Apparently the function you want to execute should be called cumplir_primera_condicion and get a matriz_juego (which looks like a two-dimensional array of something) and 7 additional parameters that appear to be numbers and return an integer.
C ++ is a strong typing language and static , this implies (among other things) that everything (including functions) has an underlying type, the types of C ++ functions follow the following format: retorno([parámetros...]) , so the type of your function could look like this:
int(char **, int, int, int, int, int, int, int)

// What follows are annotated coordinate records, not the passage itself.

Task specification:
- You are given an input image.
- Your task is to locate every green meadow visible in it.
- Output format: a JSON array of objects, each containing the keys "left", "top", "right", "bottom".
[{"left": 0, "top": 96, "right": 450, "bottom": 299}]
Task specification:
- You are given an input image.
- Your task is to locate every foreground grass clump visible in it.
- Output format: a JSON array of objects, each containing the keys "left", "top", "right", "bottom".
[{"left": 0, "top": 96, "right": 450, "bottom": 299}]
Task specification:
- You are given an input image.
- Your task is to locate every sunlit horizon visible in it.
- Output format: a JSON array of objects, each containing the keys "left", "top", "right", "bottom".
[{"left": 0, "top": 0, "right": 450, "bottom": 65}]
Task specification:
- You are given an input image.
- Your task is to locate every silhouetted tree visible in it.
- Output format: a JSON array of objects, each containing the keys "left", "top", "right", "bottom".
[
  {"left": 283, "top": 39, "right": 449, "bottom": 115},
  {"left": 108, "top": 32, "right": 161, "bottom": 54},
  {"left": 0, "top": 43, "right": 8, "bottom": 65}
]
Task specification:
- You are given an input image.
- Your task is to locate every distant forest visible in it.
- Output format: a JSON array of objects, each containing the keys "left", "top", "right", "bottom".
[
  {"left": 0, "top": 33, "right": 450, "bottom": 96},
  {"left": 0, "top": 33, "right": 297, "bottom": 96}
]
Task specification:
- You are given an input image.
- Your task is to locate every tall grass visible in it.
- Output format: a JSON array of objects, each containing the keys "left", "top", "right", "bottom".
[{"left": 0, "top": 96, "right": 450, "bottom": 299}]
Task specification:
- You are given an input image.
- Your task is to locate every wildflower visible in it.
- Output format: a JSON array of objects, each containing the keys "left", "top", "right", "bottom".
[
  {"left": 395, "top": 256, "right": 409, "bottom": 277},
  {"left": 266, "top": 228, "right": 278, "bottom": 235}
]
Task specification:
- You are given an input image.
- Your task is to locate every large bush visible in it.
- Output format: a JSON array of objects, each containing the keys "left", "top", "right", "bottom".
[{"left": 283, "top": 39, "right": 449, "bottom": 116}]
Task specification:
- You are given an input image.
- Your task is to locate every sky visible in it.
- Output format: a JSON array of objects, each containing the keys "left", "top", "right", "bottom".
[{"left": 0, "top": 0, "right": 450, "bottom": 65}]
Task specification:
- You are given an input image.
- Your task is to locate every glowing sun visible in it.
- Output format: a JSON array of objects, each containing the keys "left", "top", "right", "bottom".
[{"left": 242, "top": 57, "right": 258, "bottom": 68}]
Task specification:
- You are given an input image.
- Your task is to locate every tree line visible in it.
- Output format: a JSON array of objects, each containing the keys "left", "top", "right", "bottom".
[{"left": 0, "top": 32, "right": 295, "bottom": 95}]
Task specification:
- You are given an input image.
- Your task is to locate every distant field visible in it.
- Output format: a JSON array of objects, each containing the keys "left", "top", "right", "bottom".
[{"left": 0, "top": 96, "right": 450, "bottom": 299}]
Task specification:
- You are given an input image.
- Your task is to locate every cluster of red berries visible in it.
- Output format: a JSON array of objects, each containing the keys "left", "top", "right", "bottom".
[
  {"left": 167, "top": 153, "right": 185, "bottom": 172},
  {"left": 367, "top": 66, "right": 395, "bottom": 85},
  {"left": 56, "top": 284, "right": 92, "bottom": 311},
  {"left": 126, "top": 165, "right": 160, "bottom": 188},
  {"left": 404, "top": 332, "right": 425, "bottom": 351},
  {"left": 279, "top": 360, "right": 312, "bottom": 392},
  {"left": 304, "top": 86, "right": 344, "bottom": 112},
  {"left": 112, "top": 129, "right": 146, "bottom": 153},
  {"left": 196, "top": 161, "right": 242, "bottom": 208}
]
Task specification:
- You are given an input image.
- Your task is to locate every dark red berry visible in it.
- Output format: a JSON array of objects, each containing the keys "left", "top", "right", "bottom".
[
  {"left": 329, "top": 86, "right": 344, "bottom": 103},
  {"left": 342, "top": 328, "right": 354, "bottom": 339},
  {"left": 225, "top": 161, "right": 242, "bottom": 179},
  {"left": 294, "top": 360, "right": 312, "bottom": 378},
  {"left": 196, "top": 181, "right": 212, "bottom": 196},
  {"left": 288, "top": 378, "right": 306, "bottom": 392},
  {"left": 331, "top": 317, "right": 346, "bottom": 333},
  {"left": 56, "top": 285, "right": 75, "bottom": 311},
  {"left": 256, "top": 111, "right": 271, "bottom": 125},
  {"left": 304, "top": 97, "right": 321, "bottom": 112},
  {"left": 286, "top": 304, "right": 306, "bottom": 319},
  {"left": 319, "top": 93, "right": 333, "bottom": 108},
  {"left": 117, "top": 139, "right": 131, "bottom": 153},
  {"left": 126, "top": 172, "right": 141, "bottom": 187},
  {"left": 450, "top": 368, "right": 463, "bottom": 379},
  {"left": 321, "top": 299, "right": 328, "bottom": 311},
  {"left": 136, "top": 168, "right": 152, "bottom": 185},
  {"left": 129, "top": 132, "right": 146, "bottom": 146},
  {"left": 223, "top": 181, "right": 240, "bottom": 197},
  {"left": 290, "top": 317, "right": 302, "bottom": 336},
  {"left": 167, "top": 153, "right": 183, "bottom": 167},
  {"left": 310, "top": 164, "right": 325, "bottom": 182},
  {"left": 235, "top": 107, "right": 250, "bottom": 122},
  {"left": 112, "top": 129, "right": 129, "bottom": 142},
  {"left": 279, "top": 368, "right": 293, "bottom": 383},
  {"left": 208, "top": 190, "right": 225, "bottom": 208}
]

To make it a function pointer you have to add the name after the return type:
int(*puntero_a_funcion)(char **, int, int, int, int, int, int, int)
And so it can be used:
int cumplir_primera_condicion(char **, int, int, int, int, int, int, int)
{
// Hacer cosas
return 0;
}
void funcion(bool(*puntero_a_funcion)(char **, int, int, int, int, int, int, int)) {
if ((matriz_juego[i][j] == *casilla2 && matriz_juego[i][j-1] == *casilla2 && matriz_juego[i][j+1] == *casilla2)) {
int d = puntero_a_funcion(matriz_juego,caracteres,puntaje, aleatorio.numero,aleatorio.numero2,aleatorio.numero3,i,j);
if(j == 0){
puntaje = d - 1;
}
if(j!= 0){
puntaje = d;
}
}
}
// Llamar
funcion(cumplir_primera_condicion);
You can see that writing this is very cumbersome, so it is usually advised to use aliases of types:
int cumplir_primera_condicion(char **, int, int, int, int, int, int, int)
{
// Hacer cosas
return 0;
}
// Alias del tipo
using condicion_t = bool(char **, int, int, int, int, int, int, int)
// Llamada mas clara
void funcion(condicion_t *puntero_a_funcion) {
...
...
}
// Llamar
funcion(cumplir_primera_condicion);